When to use immutable data structure
In concurrent programs, functional programming and immutable data structures are used to ensure correctness when multiple parts of the program use shared resource. The shared resource is encoded in an immutable data structure.
Modern client side applications often have multiple components (e.g., parts of the DOM or screens of a single page application) access and making changes to the same shared state. React and redux provides a powerful framework for building rich client side applications which rely on heavily on functional programming techniques.
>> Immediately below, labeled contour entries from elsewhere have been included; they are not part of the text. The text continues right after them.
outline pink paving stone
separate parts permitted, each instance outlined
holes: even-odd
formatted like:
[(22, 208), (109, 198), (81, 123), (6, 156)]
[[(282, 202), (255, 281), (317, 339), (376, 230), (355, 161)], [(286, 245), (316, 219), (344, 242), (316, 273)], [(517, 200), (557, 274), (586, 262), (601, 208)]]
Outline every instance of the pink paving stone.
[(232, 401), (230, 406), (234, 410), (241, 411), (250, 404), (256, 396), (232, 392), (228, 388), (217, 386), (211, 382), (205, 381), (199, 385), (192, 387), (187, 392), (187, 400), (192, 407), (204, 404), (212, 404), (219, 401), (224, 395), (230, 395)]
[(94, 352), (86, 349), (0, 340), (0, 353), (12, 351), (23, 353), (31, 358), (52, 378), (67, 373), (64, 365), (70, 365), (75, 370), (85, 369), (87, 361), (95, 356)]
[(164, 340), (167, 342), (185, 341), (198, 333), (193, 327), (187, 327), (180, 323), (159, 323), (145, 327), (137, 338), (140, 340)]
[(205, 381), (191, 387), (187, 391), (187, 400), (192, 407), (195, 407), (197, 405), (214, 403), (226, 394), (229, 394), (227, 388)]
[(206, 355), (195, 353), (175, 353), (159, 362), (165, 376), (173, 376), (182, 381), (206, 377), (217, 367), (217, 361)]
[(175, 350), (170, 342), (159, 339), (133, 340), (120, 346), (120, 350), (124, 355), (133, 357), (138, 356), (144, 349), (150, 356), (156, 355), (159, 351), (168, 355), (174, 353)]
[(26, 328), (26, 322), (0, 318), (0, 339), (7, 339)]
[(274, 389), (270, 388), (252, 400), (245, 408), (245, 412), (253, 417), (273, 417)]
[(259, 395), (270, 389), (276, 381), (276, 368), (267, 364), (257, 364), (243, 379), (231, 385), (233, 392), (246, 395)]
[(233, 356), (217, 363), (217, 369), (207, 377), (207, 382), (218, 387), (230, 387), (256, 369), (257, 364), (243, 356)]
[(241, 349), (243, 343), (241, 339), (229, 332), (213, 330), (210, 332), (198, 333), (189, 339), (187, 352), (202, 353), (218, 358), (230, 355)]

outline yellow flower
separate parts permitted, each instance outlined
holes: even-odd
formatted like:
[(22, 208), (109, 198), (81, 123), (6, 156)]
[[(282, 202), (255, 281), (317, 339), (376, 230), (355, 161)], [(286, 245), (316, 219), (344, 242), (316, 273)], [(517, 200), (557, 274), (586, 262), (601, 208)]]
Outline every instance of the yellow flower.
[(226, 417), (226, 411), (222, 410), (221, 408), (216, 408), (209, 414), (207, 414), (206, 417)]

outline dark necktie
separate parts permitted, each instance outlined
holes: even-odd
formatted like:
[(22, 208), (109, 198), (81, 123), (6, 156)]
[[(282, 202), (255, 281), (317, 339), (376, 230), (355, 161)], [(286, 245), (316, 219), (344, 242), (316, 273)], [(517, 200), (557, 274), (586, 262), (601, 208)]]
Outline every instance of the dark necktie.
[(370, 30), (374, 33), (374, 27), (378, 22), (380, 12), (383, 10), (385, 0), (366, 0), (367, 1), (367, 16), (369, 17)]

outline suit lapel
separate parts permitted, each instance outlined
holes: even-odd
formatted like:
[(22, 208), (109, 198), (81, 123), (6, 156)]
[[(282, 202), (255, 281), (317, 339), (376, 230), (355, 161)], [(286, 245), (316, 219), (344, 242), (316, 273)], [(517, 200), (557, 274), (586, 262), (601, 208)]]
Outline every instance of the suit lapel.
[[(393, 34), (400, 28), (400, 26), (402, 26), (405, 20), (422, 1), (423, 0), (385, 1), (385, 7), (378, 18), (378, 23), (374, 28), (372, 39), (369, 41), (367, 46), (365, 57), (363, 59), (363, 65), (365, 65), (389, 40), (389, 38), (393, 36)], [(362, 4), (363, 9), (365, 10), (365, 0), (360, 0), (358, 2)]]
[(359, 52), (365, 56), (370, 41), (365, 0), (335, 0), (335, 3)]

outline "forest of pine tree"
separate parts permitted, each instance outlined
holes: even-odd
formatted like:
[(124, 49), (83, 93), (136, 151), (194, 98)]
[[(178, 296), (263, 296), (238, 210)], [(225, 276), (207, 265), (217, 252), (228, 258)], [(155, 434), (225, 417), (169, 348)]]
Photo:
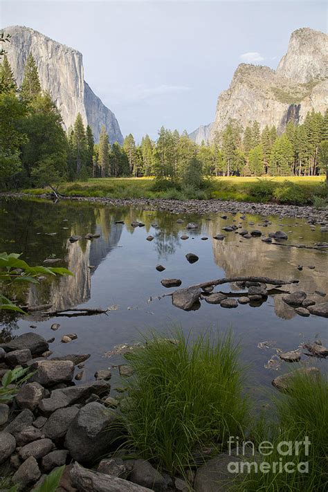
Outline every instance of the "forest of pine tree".
[(95, 143), (80, 113), (65, 132), (60, 113), (42, 90), (30, 54), (18, 88), (8, 60), (0, 65), (0, 176), (3, 188), (45, 185), (89, 177), (156, 176), (197, 186), (201, 176), (315, 176), (327, 170), (328, 110), (289, 122), (278, 134), (254, 121), (231, 120), (210, 145), (197, 145), (185, 131), (162, 127), (156, 141), (111, 145), (104, 127)]

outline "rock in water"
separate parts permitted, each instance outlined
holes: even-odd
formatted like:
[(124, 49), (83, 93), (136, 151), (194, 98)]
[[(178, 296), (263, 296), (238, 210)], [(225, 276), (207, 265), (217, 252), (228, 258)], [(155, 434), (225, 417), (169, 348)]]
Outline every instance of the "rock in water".
[(174, 291), (172, 293), (172, 304), (181, 309), (189, 311), (199, 302), (201, 293), (201, 289), (197, 287)]
[(303, 291), (296, 291), (291, 294), (283, 295), (282, 300), (291, 306), (300, 306), (306, 297), (307, 293)]
[(189, 263), (196, 263), (196, 262), (198, 262), (198, 260), (199, 259), (198, 256), (193, 253), (188, 253), (185, 255), (185, 257), (187, 258)]
[(179, 287), (182, 284), (179, 278), (163, 278), (161, 280), (163, 287)]
[(89, 125), (95, 142), (102, 125), (109, 134), (109, 142), (123, 138), (115, 115), (104, 106), (83, 80), (82, 55), (77, 50), (50, 39), (40, 33), (20, 26), (6, 28), (10, 34), (8, 57), (19, 86), (21, 85), (25, 62), (30, 53), (35, 60), (41, 86), (48, 92), (60, 110), (66, 130), (73, 127), (78, 113), (84, 127)]

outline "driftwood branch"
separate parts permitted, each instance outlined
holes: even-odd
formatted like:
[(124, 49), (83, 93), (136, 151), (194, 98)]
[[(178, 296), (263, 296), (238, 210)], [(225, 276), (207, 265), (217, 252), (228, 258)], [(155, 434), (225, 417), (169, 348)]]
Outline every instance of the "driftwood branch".
[(270, 284), (271, 285), (286, 285), (287, 284), (298, 284), (299, 280), (282, 280), (277, 278), (268, 278), (268, 277), (227, 277), (226, 278), (218, 278), (215, 280), (190, 285), (188, 289), (193, 287), (203, 289), (203, 287), (210, 287), (212, 285), (231, 284), (233, 282), (258, 282), (259, 284)]
[(92, 316), (94, 314), (105, 314), (108, 309), (102, 309), (101, 308), (69, 308), (67, 309), (57, 309), (57, 311), (51, 311), (48, 313), (42, 313), (42, 316), (67, 316), (73, 318), (73, 316)]

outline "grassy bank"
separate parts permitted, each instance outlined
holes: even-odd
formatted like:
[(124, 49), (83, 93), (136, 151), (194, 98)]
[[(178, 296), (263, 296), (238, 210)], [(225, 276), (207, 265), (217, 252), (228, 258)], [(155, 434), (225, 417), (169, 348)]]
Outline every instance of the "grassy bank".
[[(60, 190), (68, 197), (237, 200), (315, 205), (318, 208), (325, 206), (327, 197), (324, 176), (214, 177), (206, 180), (201, 189), (183, 188), (170, 181), (158, 183), (154, 178), (103, 178), (65, 183)], [(44, 193), (44, 189), (33, 188), (24, 192), (37, 195)]]

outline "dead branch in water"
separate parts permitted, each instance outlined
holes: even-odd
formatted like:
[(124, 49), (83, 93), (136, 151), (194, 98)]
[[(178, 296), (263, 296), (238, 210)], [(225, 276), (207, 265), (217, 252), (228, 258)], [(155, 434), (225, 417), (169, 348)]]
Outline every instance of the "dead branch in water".
[(42, 313), (42, 316), (66, 316), (73, 318), (73, 316), (92, 316), (94, 314), (105, 314), (108, 309), (101, 308), (68, 308), (67, 309), (58, 309), (51, 311), (48, 313)]
[(271, 285), (286, 285), (287, 284), (298, 284), (299, 280), (282, 280), (277, 278), (268, 277), (227, 277), (218, 278), (215, 280), (203, 282), (201, 284), (190, 285), (188, 289), (210, 287), (212, 285), (222, 285), (222, 284), (231, 284), (234, 282), (257, 282), (259, 284), (270, 284)]

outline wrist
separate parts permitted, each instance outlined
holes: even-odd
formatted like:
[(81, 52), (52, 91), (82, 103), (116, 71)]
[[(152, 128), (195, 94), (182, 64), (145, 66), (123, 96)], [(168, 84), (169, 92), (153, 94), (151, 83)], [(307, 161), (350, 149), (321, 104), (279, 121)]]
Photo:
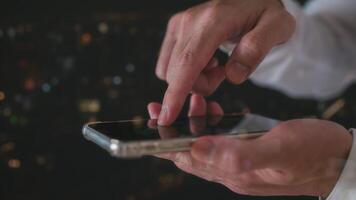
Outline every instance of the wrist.
[(353, 137), (350, 132), (345, 130), (345, 134), (343, 135), (342, 141), (343, 142), (338, 145), (340, 146), (341, 151), (339, 156), (337, 156), (337, 159), (331, 158), (326, 163), (327, 170), (324, 173), (324, 177), (326, 177), (327, 180), (322, 181), (322, 183), (320, 184), (320, 192), (318, 194), (320, 199), (327, 199), (329, 197), (337, 182), (339, 181), (340, 176), (344, 171), (347, 160), (350, 156), (353, 143)]

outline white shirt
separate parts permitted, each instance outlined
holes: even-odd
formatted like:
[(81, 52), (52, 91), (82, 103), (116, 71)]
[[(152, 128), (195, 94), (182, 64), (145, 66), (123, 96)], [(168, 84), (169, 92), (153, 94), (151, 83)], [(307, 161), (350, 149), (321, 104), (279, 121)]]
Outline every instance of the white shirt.
[[(329, 99), (356, 81), (356, 0), (282, 0), (297, 28), (271, 50), (250, 79), (294, 98)], [(231, 53), (232, 43), (221, 48)], [(356, 131), (349, 159), (327, 200), (356, 199)]]

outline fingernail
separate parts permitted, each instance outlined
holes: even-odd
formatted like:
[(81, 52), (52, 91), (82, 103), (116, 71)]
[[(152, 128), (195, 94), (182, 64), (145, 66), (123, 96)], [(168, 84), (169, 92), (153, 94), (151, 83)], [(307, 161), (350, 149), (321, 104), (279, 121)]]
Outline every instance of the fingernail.
[(161, 113), (159, 114), (158, 117), (158, 124), (161, 126), (166, 125), (168, 118), (168, 106), (162, 106)]
[(246, 67), (244, 65), (241, 65), (240, 63), (234, 63), (233, 70), (234, 70), (236, 77), (238, 79), (238, 80), (233, 80), (236, 83), (244, 82), (250, 75), (250, 68)]
[(194, 144), (194, 154), (199, 160), (211, 162), (214, 144), (209, 140), (198, 140)]

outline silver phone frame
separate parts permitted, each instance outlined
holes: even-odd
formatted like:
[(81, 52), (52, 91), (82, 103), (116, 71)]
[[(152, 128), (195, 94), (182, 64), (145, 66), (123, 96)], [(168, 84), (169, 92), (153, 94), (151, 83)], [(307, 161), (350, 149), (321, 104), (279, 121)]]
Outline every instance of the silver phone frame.
[[(112, 122), (132, 122), (135, 120), (122, 120)], [(168, 152), (189, 151), (193, 142), (197, 138), (173, 138), (166, 140), (146, 140), (146, 141), (130, 141), (123, 142), (117, 139), (112, 139), (90, 127), (90, 125), (108, 122), (91, 122), (83, 127), (83, 135), (86, 139), (96, 143), (101, 148), (108, 151), (112, 156), (118, 158), (137, 158), (146, 155), (154, 155)], [(264, 132), (256, 133), (227, 133), (220, 134), (229, 138), (235, 139), (252, 139), (260, 137)]]

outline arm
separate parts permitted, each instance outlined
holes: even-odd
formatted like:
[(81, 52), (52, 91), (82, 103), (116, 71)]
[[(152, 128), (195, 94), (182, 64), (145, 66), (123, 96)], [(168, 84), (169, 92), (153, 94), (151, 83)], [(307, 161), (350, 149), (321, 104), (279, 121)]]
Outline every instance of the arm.
[(333, 191), (327, 200), (351, 200), (356, 197), (356, 130), (351, 130), (353, 138), (353, 147), (349, 154), (349, 160), (346, 162), (344, 170)]
[[(356, 1), (316, 0), (305, 10), (283, 3), (296, 19), (296, 31), (268, 54), (251, 80), (292, 97), (340, 94), (356, 80)], [(224, 47), (230, 51), (233, 44)]]

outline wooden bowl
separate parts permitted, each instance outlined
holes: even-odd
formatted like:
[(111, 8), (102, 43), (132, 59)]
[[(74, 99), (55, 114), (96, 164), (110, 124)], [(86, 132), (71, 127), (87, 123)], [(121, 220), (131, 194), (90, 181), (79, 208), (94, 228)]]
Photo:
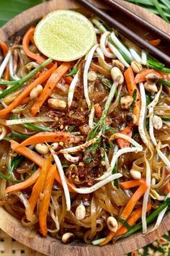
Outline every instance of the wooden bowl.
[[(121, 0), (117, 1), (170, 35), (169, 25), (159, 17), (141, 7)], [(94, 2), (92, 0), (91, 1)], [(98, 2), (97, 4), (99, 7), (104, 7), (101, 3)], [(83, 13), (87, 12), (73, 0), (53, 0), (45, 2), (22, 12), (2, 27), (0, 29), (1, 40), (6, 41), (16, 33), (23, 34), (30, 25), (36, 23), (43, 15), (60, 9), (79, 9)], [(140, 28), (138, 30), (138, 33), (142, 33)], [(138, 232), (130, 237), (119, 240), (115, 244), (108, 244), (103, 247), (85, 244), (79, 241), (64, 245), (60, 241), (49, 236), (46, 238), (42, 237), (22, 226), (20, 221), (10, 216), (2, 208), (0, 208), (0, 228), (19, 242), (48, 255), (99, 256), (111, 255), (112, 256), (119, 256), (144, 247), (169, 231), (170, 229), (170, 213), (164, 218), (161, 224), (156, 231), (145, 236)]]

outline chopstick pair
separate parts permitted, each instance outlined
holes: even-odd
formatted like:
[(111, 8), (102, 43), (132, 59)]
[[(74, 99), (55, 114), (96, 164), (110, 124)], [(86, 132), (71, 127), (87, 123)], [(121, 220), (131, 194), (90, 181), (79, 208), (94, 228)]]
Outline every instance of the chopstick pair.
[[(135, 34), (134, 32), (130, 30), (128, 27), (125, 27), (122, 23), (113, 19), (106, 12), (102, 11), (99, 8), (97, 8), (94, 4), (91, 4), (86, 0), (76, 0), (76, 1), (82, 4), (85, 7), (89, 9), (92, 13), (97, 15), (101, 20), (108, 23), (110, 26), (116, 28), (119, 32), (120, 32), (123, 35), (127, 37), (128, 39), (131, 40), (145, 50), (146, 50), (148, 53), (153, 54), (155, 57), (157, 57), (159, 60), (164, 61), (167, 66), (170, 67), (170, 57), (158, 49), (157, 48), (151, 46), (146, 40), (140, 38), (139, 35)], [(144, 26), (146, 28), (148, 28), (150, 30), (154, 31), (154, 34), (157, 35), (158, 38), (164, 40), (168, 45), (170, 45), (170, 36), (166, 33), (164, 33), (158, 28), (154, 27), (149, 22), (146, 22), (141, 17), (135, 14), (132, 12), (128, 10), (121, 4), (115, 2), (113, 0), (104, 0), (104, 1), (109, 4), (112, 7), (116, 8), (120, 14), (123, 14), (124, 15), (128, 15), (130, 17), (131, 20), (134, 20), (135, 22), (138, 22), (140, 25)]]

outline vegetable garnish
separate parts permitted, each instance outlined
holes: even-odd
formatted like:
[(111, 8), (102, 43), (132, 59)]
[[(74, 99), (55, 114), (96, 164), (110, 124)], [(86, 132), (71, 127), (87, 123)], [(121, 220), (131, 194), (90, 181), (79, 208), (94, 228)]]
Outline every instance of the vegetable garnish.
[(38, 23), (34, 38), (44, 55), (57, 61), (70, 61), (86, 55), (96, 35), (91, 23), (84, 16), (59, 10), (50, 13)]
[(63, 243), (156, 229), (169, 210), (169, 69), (68, 10), (0, 42), (0, 59), (6, 209)]

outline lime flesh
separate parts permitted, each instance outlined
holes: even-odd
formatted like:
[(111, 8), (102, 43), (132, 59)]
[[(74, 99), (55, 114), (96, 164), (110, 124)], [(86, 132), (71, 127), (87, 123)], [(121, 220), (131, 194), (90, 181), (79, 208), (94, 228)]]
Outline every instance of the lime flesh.
[(86, 55), (96, 40), (89, 20), (70, 10), (50, 13), (37, 24), (34, 37), (41, 53), (61, 61), (73, 61)]

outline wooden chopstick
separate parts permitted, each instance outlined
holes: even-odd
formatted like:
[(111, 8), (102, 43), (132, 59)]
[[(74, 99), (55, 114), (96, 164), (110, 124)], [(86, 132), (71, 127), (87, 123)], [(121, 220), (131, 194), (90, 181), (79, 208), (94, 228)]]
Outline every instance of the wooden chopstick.
[[(82, 4), (86, 8), (89, 9), (92, 13), (97, 15), (105, 22), (108, 23), (110, 26), (116, 28), (123, 35), (140, 46), (143, 49), (146, 50), (148, 53), (153, 54), (155, 57), (164, 61), (168, 67), (170, 67), (170, 57), (158, 50), (156, 47), (151, 46), (146, 40), (141, 38), (139, 35), (131, 31), (129, 28), (125, 27), (122, 24), (120, 23), (117, 20), (114, 20), (109, 14), (97, 8), (94, 4), (89, 3), (86, 0), (76, 0), (76, 1)], [(170, 43), (170, 39), (169, 40)]]
[(117, 3), (114, 0), (104, 0), (104, 1), (109, 4), (111, 7), (114, 8), (114, 9), (117, 10), (120, 13), (121, 13), (121, 14), (126, 15), (130, 19), (130, 20), (135, 22), (135, 24), (138, 25), (140, 25), (145, 27), (147, 31), (149, 30), (151, 33), (153, 33), (154, 34), (156, 33), (158, 38), (161, 39), (161, 40), (164, 40), (167, 43), (170, 43), (169, 35), (153, 26), (152, 24), (141, 18), (141, 17), (138, 16), (134, 12), (130, 11), (128, 9), (126, 9), (121, 4)]

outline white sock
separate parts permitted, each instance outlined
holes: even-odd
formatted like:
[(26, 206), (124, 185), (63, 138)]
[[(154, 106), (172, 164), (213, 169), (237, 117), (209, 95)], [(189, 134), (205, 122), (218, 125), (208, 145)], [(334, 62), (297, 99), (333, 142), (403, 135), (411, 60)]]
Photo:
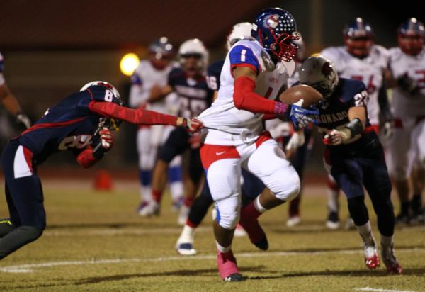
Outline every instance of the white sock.
[(189, 225), (184, 225), (178, 242), (191, 243), (193, 244), (193, 235), (195, 234), (195, 228)]
[(173, 201), (183, 198), (183, 182), (181, 181), (174, 181), (170, 184), (170, 192)]
[(221, 252), (222, 254), (224, 254), (225, 252), (229, 252), (230, 249), (232, 249), (232, 245), (229, 245), (227, 247), (222, 247), (221, 245), (220, 245), (220, 243), (218, 243), (217, 242), (217, 240), (215, 241), (215, 245), (217, 245), (217, 249), (218, 249), (218, 251), (220, 252)]
[(257, 211), (260, 213), (264, 213), (267, 210), (266, 208), (263, 207), (260, 203), (260, 196), (257, 196), (257, 197), (254, 200), (254, 206), (256, 209)]
[(390, 247), (394, 242), (394, 235), (385, 236), (381, 234), (381, 245), (384, 247)]
[(372, 234), (372, 229), (370, 228), (370, 222), (368, 221), (366, 224), (361, 226), (356, 226), (358, 230), (358, 233), (361, 238), (363, 238), (363, 242), (368, 245), (375, 245), (375, 239)]

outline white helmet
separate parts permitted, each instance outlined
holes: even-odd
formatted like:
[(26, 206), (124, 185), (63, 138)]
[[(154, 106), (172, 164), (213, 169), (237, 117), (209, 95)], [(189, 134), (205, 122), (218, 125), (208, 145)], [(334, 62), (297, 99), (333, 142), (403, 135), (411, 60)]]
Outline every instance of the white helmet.
[(208, 64), (208, 51), (202, 40), (198, 38), (191, 38), (183, 42), (178, 49), (178, 60), (181, 64), (184, 58), (191, 56), (198, 56), (200, 58), (198, 69), (205, 70)]
[(227, 50), (230, 50), (230, 47), (239, 40), (255, 40), (251, 36), (251, 30), (252, 30), (252, 23), (249, 22), (241, 22), (233, 26), (232, 31), (227, 35), (227, 41), (226, 42)]

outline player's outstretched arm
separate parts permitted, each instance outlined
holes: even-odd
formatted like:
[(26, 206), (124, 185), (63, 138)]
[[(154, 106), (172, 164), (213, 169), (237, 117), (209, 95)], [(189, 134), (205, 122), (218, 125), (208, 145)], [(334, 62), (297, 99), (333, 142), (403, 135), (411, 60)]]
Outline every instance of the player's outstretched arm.
[(328, 145), (339, 145), (361, 134), (365, 129), (366, 108), (355, 106), (348, 110), (350, 123), (343, 129), (331, 130), (325, 135), (323, 142)]
[(16, 118), (18, 122), (22, 123), (27, 129), (31, 126), (30, 119), (22, 112), (18, 99), (12, 94), (6, 84), (0, 85), (0, 101), (7, 111)]
[(202, 123), (196, 118), (188, 120), (142, 108), (132, 109), (110, 102), (91, 101), (89, 104), (89, 108), (101, 116), (113, 118), (136, 125), (182, 126), (189, 132), (196, 132), (203, 128)]

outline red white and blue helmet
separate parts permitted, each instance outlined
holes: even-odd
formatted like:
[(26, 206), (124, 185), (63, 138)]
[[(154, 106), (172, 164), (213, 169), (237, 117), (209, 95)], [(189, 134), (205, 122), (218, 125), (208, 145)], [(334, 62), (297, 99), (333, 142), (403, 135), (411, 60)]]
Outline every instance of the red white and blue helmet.
[(424, 23), (414, 17), (402, 23), (397, 30), (397, 42), (400, 49), (407, 55), (416, 55), (422, 50), (425, 41)]
[(255, 18), (251, 35), (271, 56), (290, 62), (298, 50), (293, 43), (300, 38), (296, 31), (297, 23), (289, 12), (280, 8), (268, 8)]
[(369, 23), (358, 17), (345, 26), (342, 33), (350, 54), (361, 58), (369, 55), (375, 43), (373, 30)]
[(168, 38), (162, 37), (154, 40), (149, 46), (148, 51), (154, 54), (157, 60), (164, 57), (171, 57), (174, 55), (174, 48)]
For instance, redux provides an an abstraction for managing shared data by leveraging immutable data structure and a collection of functions called reducers and actions to provide a “single source of truth” to multiple React components.
When to use mutable data structure
When concurrency and resource sharing are not involved and you are concerned with making your program run as fast as possible, you are better off using mutable data structures. Using an immutable data structure is expensive because it’s creating a new modified version of a data structure every time you want to make a change.
In game programming, memory allocation is usually the slowest thing (resource pools are popular in game programming). In games you not only want each frame to process quickly but also for speed to be consistent. The usual symptom of a garbage collector bottleneck is that the game intermittently freezes but runs normally in between. In that case, you don’t want to continuously allocate memory for the new data structure; rather you want to update the existing data structure in place.